I love this country, or I would not have served in our Armed Forces; I went to Kosovo to help bring peace to a region which, like Iraq, has known little in recent years, and I came home still in love with this country, but knowing one thing about this country that we should never forget.

Your love of it should never, ever eclipse, not even for one second, your awareness of the potential for abuse of governmental power.

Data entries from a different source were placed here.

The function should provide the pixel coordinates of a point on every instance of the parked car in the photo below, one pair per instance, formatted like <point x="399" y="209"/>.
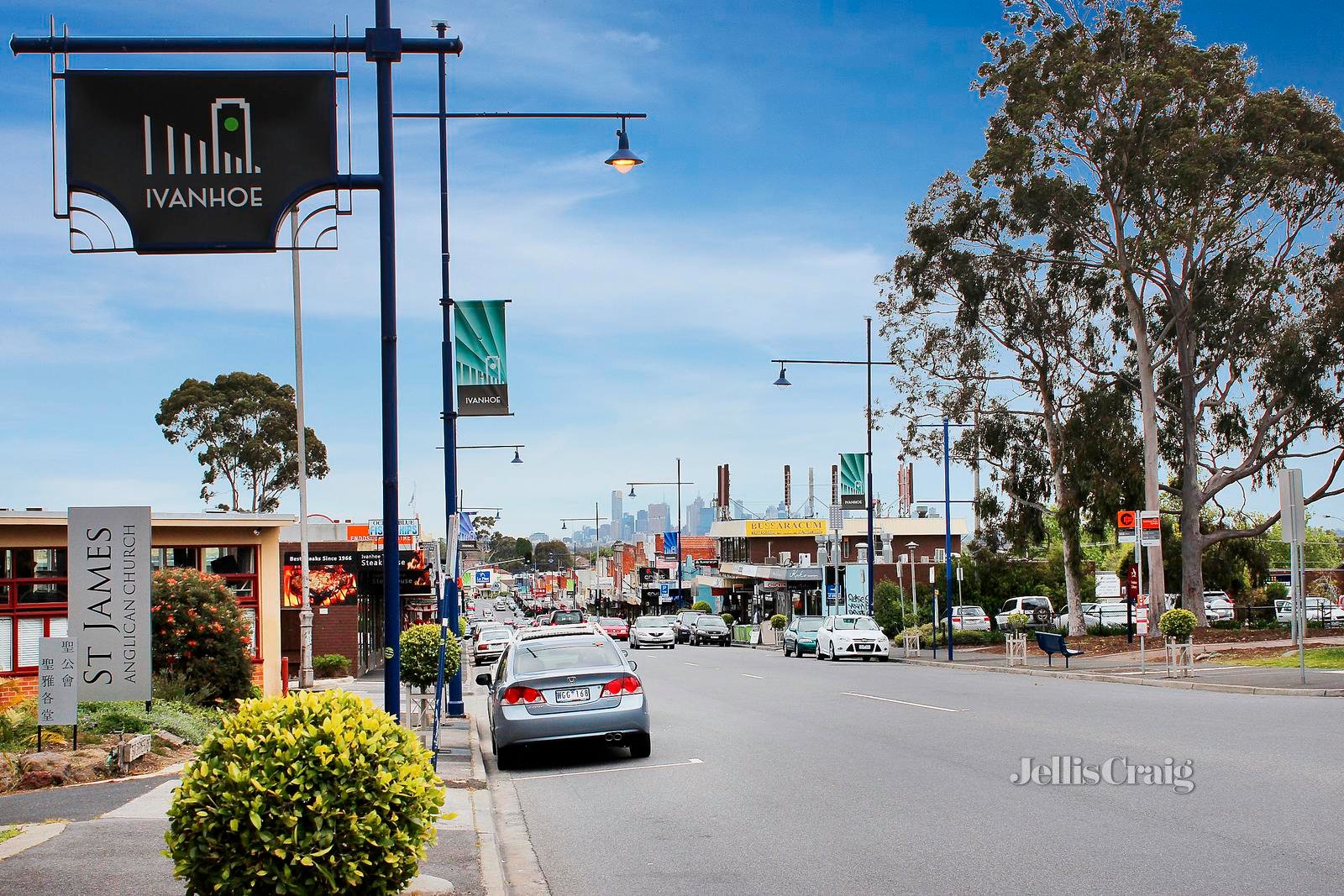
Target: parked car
<point x="682" y="627"/>
<point x="564" y="617"/>
<point x="490" y="644"/>
<point x="801" y="636"/>
<point x="615" y="627"/>
<point x="851" y="636"/>
<point x="1039" y="613"/>
<point x="710" y="629"/>
<point x="652" y="631"/>
<point x="564" y="683"/>
<point x="969" y="618"/>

Our nation was founded on a refusal to bow before tyranny; and that's a sensation we should never have lost.

2 Comments:

Kar said...

It's unfortunate that so many of us forget exactly what you're talking about--that loving our country shouldn't mean we don't realize it might change from haven to nightmare all too easily--if we ignore our rights and resposibilities.

I'm afraid I've been guilty of this myself; I grew up never paying attention to the news or politics; now, I am trying to make a start of it but I confess I still am basically ignorant of the things you're talking about.

By the way, I'm not ignoring your post about Descartes--I'm actually working on a reply which will probably be too long for your comments section. It should be up in a couple of days.

Xeno said...

I look forward to your reply.

A few good places to look at this type of legislation are the EFF and CDFreaks, those two are among the best sites I know of dealing with the current battle between the media companies and the general population.

As a basic idea of my political leanings, I am a civil libertarian and an economic conservative. As such, the National Review is a pretty good place to see conservative economic ideas, and the Libertarian Party is a pretty good place to find libertarian ideas.

Please note, however, I am neither fish nor fowl, nor good red meat; I don't agree with the libertarians' economic ideas, only their social ones; I don't agree with the conservatives' social ideas, only their economic ones; and I think that the people who now call themselves "liberals" have, at best, their heads in the sand.

Anyone who thinks that the world is NOT better off having lost a brutal dictator who killed millions is, I think, at best a little off. I'm not talking about methods, now - I have my own issues for the current government there - but in terms of results, no Saddam is way, way better than having Saddam.